On February 5, Xerox Corporation and Affiliated Computer Services, Inc. (ACS) shareholders will vote on Xerox’s agreement to purchase ACS, which describes itself as the world’s largest diversified business process outsourcing firm, and in addition to its own human resources outsourcing (HRO) business, is also the parent company of Buck Consultants.
On September 28, Xerox announced a definitive agreement to acquire ACS in a cash and stock transaction. It was previously announced that ACS will be an independently run Xerox organization and will serve as Xerox’s core BPO business. It will operate as ACS, a Xerox Company, led by current ACS CEO Lynn Blodgett, who will report to Xerox CEO Ursula Burns (see Lawsuit Deal Clears Path for Xerox-ACS Merger).
According to a press release, the joint proxy statement has been finalized and will be sent to Xerox and ACS shareholders.

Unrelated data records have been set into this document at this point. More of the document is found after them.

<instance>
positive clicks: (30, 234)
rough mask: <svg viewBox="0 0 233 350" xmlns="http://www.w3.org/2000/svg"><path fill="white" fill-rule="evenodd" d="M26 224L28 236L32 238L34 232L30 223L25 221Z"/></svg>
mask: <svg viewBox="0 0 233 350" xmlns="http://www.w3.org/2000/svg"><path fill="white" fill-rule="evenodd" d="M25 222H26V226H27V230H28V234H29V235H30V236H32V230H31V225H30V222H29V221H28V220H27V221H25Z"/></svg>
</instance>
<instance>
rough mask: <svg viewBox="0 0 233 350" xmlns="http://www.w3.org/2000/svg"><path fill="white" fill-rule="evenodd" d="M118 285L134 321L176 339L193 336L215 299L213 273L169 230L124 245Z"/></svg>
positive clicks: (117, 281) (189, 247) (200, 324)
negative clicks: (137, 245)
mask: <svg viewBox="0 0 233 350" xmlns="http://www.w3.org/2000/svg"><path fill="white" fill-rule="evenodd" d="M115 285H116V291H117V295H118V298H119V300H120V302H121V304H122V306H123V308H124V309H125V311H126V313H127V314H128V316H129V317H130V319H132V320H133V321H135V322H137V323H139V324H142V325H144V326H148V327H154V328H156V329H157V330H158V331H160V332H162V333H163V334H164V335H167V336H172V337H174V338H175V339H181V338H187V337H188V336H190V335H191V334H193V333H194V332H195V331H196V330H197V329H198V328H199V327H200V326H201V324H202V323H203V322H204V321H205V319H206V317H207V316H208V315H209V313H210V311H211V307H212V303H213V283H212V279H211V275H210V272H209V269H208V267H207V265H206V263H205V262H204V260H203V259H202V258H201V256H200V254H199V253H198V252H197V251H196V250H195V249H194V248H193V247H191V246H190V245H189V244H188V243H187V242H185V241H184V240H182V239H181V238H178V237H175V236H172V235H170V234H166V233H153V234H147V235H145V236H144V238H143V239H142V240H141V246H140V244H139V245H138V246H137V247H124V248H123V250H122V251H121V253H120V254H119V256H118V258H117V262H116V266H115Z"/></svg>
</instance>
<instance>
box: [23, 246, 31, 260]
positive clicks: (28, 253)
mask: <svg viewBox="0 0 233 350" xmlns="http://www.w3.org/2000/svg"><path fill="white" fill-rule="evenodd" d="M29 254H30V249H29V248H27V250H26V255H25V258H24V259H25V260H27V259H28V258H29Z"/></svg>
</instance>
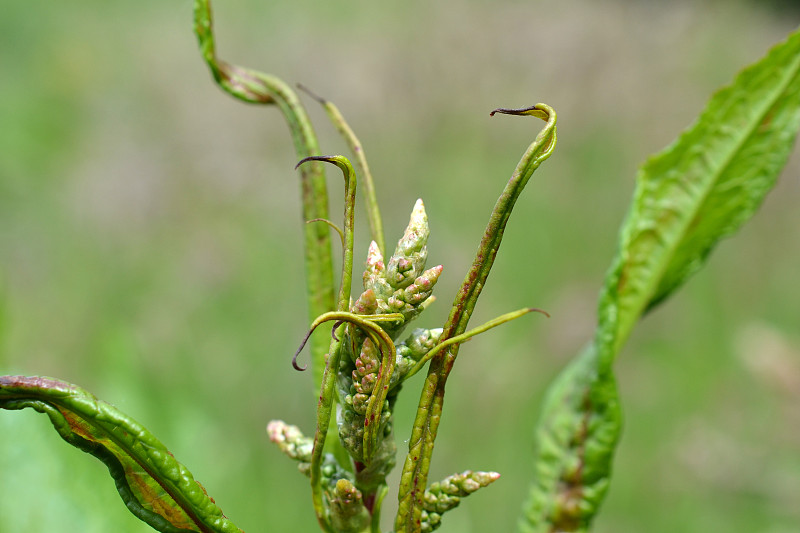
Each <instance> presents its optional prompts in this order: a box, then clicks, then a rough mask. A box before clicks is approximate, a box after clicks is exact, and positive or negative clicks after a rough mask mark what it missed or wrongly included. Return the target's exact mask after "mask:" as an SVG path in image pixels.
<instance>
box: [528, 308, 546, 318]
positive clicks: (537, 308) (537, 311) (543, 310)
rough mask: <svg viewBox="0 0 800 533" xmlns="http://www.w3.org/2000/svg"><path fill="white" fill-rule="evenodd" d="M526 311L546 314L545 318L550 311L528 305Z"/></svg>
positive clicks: (532, 312) (543, 314) (542, 314)
mask: <svg viewBox="0 0 800 533" xmlns="http://www.w3.org/2000/svg"><path fill="white" fill-rule="evenodd" d="M528 312H529V313H539V314H542V315H544V316H546V317H547V318H550V313H548V312H547V311H545V310H544V309H539V308H538V307H529V308H528Z"/></svg>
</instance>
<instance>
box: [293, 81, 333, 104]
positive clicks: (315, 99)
mask: <svg viewBox="0 0 800 533" xmlns="http://www.w3.org/2000/svg"><path fill="white" fill-rule="evenodd" d="M297 88H298V89H300V90H301V91H303V92H304V93H306V94H307V95H308V96H310V97H311V98H313V99H314V100H316V101H317V102H319V103H320V104H322V105H325V104H327V103H328V101H327V100H326V99H325V98H323V97H321V96H320V95H318V94H317V93H315V92H314V91H312V90H311V89H309V88H308V87H306V86H305V85H303V84H302V83H298V84H297Z"/></svg>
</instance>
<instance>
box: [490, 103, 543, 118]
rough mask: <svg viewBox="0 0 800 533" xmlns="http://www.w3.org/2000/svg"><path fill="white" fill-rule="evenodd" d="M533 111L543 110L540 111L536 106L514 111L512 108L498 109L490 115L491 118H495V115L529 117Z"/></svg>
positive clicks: (538, 110) (495, 110) (492, 112)
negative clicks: (527, 114)
mask: <svg viewBox="0 0 800 533" xmlns="http://www.w3.org/2000/svg"><path fill="white" fill-rule="evenodd" d="M537 105H538V104H537ZM531 111H541V109H539V108H538V107H536V106H535V105H532V106H530V107H523V108H522V109H512V108H508V107H498V108H497V109H495V110H494V111H492V112H491V113H489V116H490V117H493V116H494V115H495V113H500V114H502V115H527V114H530V113H531Z"/></svg>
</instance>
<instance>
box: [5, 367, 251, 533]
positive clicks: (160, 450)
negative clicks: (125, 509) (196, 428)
mask: <svg viewBox="0 0 800 533" xmlns="http://www.w3.org/2000/svg"><path fill="white" fill-rule="evenodd" d="M26 407H30V408H32V409H34V410H36V411H38V412H40V413H44V414H46V415H47V416H48V417H49V418H50V421H51V422H52V424H53V427H54V428H55V430H56V431H57V432H58V434H59V435H61V437H62V438H63V439H64V440H65V441H67V442H68V443H69V444H71V445H73V446H75V447H76V448H78V449H80V450H82V451H84V452H86V453H89V454H91V455H93V456H95V457H97V458H98V459H99V460H100V461H102V462H103V463H104V464H105V465H106V467H107V468H108V470H109V473H110V474H111V477H112V478H113V479H114V482H115V484H116V487H117V491H118V492H119V494H120V496H121V497H122V500H123V501H124V502H125V505H126V506H127V507H128V510H130V511H131V513H133V514H134V515H135V516H136V517H137V518H139V519H140V520H142V521H143V522H145V523H147V524H148V525H149V526H150V527H152V528H153V529H155V530H157V531H160V532H162V533H177V532H185V531H195V532H198V533H241V530H240V529H239V528H237V527H236V526H235V525H234V524H233V523H232V522H231V521H230V520H228V519H227V518H226V517H225V515H223V514H222V511H221V510H220V508H219V507H217V505H216V504H215V503H214V500H213V499H212V498H211V497H209V496H208V494H206V491H205V489H204V488H203V486H202V485H200V483H198V482H197V481H195V480H194V478H193V477H192V474H191V473H190V472H189V471H188V470H187V469H186V467H185V466H183V465H182V464H181V463H179V462H178V461H177V460H176V459H175V458H174V457H173V456H172V454H171V453H169V451H168V450H167V449H166V447H165V446H164V445H163V444H162V443H161V442H159V441H158V439H156V438H155V437H154V436H153V435H152V434H150V432H148V431H147V430H146V429H145V428H144V427H142V426H141V425H139V424H138V423H137V422H136V421H134V420H133V419H131V418H129V417H127V416H126V415H124V414H123V413H121V412H120V411H119V410H117V409H116V408H115V407H113V406H112V405H110V404H107V403H105V402H103V401H100V400H98V399H97V398H95V397H94V396H93V395H92V394H90V393H89V392H87V391H85V390H83V389H81V388H80V387H77V386H75V385H71V384H69V383H65V382H63V381H58V380H54V379H50V378H43V377H24V376H0V409H8V410H19V409H24V408H26Z"/></svg>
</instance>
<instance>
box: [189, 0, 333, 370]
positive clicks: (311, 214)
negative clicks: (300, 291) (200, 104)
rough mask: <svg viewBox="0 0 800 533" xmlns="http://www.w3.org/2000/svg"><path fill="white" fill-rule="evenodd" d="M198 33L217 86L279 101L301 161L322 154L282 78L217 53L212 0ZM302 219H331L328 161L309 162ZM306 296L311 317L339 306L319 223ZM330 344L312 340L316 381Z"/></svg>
mask: <svg viewBox="0 0 800 533" xmlns="http://www.w3.org/2000/svg"><path fill="white" fill-rule="evenodd" d="M194 5H195V9H194V21H195V33H196V34H197V39H198V41H199V44H200V50H201V52H202V55H203V58H204V59H205V61H206V63H207V64H208V67H209V69H210V70H211V74H212V75H213V76H214V80H216V82H217V84H218V85H219V86H220V87H221V88H222V89H223V90H224V91H225V92H227V93H228V94H230V95H232V96H233V97H235V98H238V99H239V100H243V101H245V102H248V103H255V104H275V105H277V106H278V108H279V109H280V110H281V113H282V114H283V116H284V118H285V119H286V122H287V124H288V126H289V130H290V131H291V135H292V140H293V142H294V146H295V151H296V153H297V157H298V158H299V159H303V158H306V157H309V156H318V155H319V145H318V142H317V137H316V134H315V133H314V130H313V128H312V126H311V120H310V119H309V117H308V113H307V112H306V110H305V108H304V107H303V105H302V103H301V102H300V99H299V98H298V97H297V93H295V91H294V90H292V88H291V87H290V86H289V85H287V84H286V83H284V82H283V81H282V80H280V79H278V78H276V77H274V76H269V75H266V74H262V73H260V72H256V71H254V70H250V69H247V68H243V67H239V66H236V65H231V64H230V63H227V62H225V61H222V60H220V59H219V58H217V56H216V50H215V43H214V33H213V24H212V15H211V4H210V1H209V0H195V4H194ZM300 189H301V196H302V203H303V220H305V221H309V220H314V219H327V218H328V192H327V187H326V183H325V172H324V169H323V165H322V164H321V163H319V162H316V163H312V164H309V165H304V166H303V168H302V170H301V174H300ZM303 230H304V250H305V271H306V298H307V300H308V316H309V321H311V320H314V318H316V317H317V316H319V315H321V314H323V313H325V312H327V311H331V310H333V309H334V305H335V302H334V288H333V260H332V251H331V242H330V235H329V232H328V230H327V228H325V227H324V226H322V225H320V224H305V225H304V228H303ZM327 348H328V345H327V342H326V341H325V339H324V338H322V337H320V338H315V339H312V340H311V353H312V367H313V372H314V378H315V383H316V384H317V385H319V384H320V383H321V382H322V373H323V369H324V367H325V354H326V352H327Z"/></svg>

Xerox and ACS boards of directors recommend shareholders vote in favor of the acquisition, which they say “will transform Xerox into the leading global enterprise for document and business process management, accelerating its growth in an expanding market”.
In announcing the meetings, Xerox and ACS note that they have satisfied Hart-Scott Rodino and Securities and Exchange Commission requirements, acknowledging that earlier this month Xerox successfully completed a $2 billion capital markets transaction, the net proceeds of which support the ACS acquisition. In addition, Xerox confirmed that pre-closing litigation-related issues have been resolved, and that both parties intend to move quickly to close the deal.
Xerox shareholders who owned Xerox common stock at the close of business on December 11, 2009, can attend a special meeting at Xerox headquarters in Norwalk, Connecticut, while ACS shareholders who owned ACS common stock at the close of business on December 11, 2009, can attend a special meeting at the Cityplace Conference Center in Dallas, Texas.